Chunk is a download tool for slow and unstable servers.
Install it with go install github.com/cuducos/chunk/cmd/chunk@latest
then:
$ chunk <URLs>
Use --help
for detailed instructions.
The Download
method returns a channel with DownloadStatus
statuses. This channel is closed once all downloads are finished, but the user is in charge of handling errors.
d := chunk.DefaultDownloader()
ch := d.Dowload(urls)
d := chunk.DefaultDownloader()
d.MaxRetries = 42
ch := d.Dowload(urls)
d := chunk.Downloader{...}
ch := d.Download(urls)
It uses HTTP range requests, retries per HTTP request (not per file), prevents re-downloading the same content range and supports wait time to give servers time to recover.
In order to complete downloads from slow and unstable servers, the download should be done in “chunks” using HTTP range requests. This does not rely on long-standing HTTP connections, and it makes it predictable the idea of how long is too long for a non-response.
In order to be quicker and avoid rework, the primary way to handle failure is to retry that “chunk” (content range), not the whole file.
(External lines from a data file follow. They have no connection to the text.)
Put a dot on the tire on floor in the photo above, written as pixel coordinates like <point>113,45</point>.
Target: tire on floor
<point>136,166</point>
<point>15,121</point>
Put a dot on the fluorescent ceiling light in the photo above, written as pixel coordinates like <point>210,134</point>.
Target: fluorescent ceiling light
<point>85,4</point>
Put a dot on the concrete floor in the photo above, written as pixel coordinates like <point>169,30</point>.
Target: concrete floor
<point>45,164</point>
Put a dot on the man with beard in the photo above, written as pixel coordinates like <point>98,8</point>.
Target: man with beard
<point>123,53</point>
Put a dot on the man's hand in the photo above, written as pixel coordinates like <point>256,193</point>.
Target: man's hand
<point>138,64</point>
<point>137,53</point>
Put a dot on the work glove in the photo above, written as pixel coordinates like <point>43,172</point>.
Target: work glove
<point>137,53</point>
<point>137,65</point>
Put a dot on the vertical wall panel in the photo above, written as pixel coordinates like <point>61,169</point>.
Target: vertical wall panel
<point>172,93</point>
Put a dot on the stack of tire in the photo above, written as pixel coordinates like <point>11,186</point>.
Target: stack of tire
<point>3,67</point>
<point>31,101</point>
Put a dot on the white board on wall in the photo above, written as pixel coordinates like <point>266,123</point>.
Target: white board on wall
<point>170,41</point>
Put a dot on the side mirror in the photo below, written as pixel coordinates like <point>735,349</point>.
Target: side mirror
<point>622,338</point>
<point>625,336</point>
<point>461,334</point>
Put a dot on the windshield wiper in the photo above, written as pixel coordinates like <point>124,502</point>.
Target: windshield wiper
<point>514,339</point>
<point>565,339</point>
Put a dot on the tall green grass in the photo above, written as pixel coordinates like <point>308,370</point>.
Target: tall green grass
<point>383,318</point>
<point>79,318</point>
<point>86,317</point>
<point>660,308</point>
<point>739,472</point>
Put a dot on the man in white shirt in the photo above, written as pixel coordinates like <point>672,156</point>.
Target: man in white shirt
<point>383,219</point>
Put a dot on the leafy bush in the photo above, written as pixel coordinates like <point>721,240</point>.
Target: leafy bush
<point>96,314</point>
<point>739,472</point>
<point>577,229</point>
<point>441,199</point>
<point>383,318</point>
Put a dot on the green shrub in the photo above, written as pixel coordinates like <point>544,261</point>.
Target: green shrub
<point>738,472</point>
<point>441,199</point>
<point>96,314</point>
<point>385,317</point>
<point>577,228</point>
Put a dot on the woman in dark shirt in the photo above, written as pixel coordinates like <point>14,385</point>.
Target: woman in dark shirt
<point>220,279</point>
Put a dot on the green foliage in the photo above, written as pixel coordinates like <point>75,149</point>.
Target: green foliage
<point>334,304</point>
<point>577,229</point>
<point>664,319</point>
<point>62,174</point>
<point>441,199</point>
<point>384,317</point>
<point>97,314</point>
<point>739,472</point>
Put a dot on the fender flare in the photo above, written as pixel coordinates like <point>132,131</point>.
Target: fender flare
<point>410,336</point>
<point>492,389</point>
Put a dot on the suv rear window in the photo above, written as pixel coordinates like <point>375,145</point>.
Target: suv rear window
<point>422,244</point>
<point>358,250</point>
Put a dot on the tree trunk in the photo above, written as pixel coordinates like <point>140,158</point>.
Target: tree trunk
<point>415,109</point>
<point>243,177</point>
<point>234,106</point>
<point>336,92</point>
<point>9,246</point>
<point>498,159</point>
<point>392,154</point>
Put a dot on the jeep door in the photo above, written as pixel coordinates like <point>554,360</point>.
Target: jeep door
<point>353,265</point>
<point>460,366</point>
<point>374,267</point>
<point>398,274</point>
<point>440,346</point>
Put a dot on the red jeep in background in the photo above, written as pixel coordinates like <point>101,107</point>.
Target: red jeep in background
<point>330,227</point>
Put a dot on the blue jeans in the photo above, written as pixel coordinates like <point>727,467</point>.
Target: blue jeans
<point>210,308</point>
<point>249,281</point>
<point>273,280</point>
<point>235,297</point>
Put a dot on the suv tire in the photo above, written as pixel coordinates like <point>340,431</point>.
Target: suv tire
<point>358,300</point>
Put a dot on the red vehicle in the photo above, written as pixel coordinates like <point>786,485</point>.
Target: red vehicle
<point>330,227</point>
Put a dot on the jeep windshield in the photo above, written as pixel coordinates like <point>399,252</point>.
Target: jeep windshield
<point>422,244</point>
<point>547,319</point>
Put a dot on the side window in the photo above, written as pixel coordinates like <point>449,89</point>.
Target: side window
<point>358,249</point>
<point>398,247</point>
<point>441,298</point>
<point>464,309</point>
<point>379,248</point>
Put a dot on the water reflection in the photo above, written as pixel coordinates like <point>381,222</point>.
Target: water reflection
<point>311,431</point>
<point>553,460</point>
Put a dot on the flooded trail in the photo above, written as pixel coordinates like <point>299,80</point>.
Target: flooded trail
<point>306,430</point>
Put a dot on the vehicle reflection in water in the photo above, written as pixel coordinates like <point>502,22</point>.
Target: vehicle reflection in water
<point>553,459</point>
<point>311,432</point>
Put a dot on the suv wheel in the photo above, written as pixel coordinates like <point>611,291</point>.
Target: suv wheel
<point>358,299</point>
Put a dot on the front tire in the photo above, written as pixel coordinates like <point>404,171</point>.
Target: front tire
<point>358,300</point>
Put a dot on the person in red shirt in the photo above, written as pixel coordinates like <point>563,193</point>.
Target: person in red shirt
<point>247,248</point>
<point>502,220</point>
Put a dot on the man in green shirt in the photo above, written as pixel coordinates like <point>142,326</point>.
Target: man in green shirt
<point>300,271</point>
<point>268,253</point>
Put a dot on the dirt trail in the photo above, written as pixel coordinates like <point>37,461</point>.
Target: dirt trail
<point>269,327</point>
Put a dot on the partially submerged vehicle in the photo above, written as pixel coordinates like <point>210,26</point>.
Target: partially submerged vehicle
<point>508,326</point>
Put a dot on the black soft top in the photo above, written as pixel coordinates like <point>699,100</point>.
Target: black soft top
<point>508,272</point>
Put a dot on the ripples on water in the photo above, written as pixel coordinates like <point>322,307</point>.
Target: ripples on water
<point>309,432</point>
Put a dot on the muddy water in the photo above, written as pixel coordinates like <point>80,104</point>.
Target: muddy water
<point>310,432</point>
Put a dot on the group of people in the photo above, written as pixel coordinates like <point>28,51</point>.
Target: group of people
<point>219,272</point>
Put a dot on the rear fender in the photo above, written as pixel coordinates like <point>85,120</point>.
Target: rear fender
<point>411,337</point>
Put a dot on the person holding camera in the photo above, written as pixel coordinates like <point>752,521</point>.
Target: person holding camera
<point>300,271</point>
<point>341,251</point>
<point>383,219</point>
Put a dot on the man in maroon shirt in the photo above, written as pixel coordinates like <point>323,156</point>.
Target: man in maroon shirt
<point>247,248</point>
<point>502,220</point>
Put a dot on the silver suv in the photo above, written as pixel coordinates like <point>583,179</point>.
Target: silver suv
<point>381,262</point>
In order to avoid re-starting from the beginning in case of non-handled errors, chunk
knows which ranges from each file were already downloaded; so, when restarted, it only downloads what is really needed to complete the downloads.
In order to avoid unnecessary stress on the server, chunk
relies not only on HTTP responses but also on other signs that the connection is stale and can recover from that and give the server some time to recover from stress.
The idea of the project emerged as it was difficult for Minha Receita to handle the download of 37 files that adds up to just approx. 5Gb. Most of the download solutions out there (e.g. got
) seem to be prepared for downloading large files, not for downloading from slow and unstable servers — which is the case at hand.